Dylan T. Timberlake; Kasey Strothman; Mitchell H. Grayson

Disclosures

Curr Opin Allergy Clin Immunol. 2021;21(2):182-187. 

In This Article

Coronaviruses

Coronaviruses are enveloped positive-sense RNA viruses under the order Nidovirales and family Coronaviridae.[3] There are currently 39 species in 27 subgenera of coronavirus with seven known to affect humans, called human coronaviruses (HCoVs). The seven HCoVs consist of severe acute respiratory syndrome coronavirus (SARS-CoV), Middle East respiratory syndrome coronavirus (MERS-CoV), SARS-CoV-2, and four non-SARS species.[4] The four non-SARS coronaviruses circulate in humans without animal reservoirs, which is in contrast to SARS-CoV, MERS-CoV, and SARS-CoV-2 that all originated from zoonotic spillover within the last two decades.
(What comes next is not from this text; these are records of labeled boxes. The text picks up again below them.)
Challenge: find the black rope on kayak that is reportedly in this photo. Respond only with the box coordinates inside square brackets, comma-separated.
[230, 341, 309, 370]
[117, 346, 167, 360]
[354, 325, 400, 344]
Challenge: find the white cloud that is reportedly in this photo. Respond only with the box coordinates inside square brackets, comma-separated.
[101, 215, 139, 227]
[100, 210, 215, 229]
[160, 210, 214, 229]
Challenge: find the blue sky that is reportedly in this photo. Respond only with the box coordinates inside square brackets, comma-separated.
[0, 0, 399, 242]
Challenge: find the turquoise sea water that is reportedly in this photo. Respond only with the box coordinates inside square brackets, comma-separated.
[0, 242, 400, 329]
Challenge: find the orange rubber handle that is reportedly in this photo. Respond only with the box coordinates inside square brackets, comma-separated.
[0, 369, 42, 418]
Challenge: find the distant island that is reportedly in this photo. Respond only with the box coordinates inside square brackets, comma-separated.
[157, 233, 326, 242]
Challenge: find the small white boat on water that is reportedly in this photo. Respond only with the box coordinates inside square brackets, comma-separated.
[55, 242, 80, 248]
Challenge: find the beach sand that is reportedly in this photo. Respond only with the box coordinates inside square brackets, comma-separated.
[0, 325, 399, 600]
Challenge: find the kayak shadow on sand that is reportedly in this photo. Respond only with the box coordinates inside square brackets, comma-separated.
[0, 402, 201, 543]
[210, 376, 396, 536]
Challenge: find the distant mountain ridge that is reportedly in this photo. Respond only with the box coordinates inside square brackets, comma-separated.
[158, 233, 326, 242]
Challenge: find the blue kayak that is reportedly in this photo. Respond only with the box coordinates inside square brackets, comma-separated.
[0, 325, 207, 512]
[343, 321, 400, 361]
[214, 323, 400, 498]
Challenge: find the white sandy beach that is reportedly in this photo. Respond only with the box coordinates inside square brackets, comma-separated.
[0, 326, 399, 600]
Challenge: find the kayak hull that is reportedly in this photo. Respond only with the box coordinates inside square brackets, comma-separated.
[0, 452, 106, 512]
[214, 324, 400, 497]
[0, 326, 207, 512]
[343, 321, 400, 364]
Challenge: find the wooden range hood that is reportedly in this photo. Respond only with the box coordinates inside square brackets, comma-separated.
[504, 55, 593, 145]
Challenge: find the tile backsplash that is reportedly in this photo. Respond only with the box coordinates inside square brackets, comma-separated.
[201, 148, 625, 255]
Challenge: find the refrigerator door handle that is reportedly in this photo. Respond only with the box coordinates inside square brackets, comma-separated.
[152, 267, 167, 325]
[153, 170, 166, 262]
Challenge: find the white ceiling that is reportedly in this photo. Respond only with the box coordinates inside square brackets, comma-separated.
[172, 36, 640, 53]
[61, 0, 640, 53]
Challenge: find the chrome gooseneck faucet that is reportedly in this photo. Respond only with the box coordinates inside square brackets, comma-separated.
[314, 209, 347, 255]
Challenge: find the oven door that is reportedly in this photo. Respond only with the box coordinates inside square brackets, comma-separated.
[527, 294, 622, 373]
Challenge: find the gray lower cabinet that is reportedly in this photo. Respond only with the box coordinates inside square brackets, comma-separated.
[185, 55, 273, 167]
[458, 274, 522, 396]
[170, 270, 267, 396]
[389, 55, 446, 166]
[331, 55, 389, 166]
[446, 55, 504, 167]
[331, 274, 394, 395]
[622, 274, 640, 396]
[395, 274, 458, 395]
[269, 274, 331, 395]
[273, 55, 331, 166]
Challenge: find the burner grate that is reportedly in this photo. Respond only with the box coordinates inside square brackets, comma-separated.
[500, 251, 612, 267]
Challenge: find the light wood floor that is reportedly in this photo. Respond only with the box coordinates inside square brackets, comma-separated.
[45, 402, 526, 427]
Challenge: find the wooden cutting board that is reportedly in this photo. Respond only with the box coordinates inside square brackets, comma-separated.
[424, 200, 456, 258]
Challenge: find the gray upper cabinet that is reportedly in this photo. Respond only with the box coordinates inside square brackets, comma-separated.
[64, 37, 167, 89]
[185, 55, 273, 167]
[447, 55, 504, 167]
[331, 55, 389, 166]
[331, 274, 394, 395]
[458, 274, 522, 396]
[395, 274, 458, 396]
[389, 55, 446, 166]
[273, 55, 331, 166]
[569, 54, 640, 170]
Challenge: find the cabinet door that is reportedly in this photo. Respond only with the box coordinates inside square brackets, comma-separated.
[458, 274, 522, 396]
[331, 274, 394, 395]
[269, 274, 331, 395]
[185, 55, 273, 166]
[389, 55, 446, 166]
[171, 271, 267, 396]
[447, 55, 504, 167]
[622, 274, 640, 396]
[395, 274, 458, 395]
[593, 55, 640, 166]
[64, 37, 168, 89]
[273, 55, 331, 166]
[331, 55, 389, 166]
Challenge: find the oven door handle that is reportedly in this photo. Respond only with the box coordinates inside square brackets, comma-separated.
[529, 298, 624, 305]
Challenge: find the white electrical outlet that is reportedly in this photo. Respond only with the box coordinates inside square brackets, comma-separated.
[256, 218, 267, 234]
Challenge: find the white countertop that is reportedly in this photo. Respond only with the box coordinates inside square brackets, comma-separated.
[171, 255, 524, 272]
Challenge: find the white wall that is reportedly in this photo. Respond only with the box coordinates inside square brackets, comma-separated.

The respective diseases for these viruses were reported in 2003 for SARS, 2012 for MERS, and 2019 for COVID-19.[4]

Non-SARS-HCoV infections are a common cause of upper respiratory tract[5] and severe lower respiratory tract infections in high-risk patients.[6] Although SARS-CoV and MERS-CoV are both HCoVs, the clinical presentation and disease of SARS and MERS varies significantly from that of non-SARS-HCoV. MERS and SARS may present as mild disease but can also present with more severe disease with acute respiratory distress syndrome (ARDS), having documented mortality rates of 5% in SARS and 29% in MERS.[7]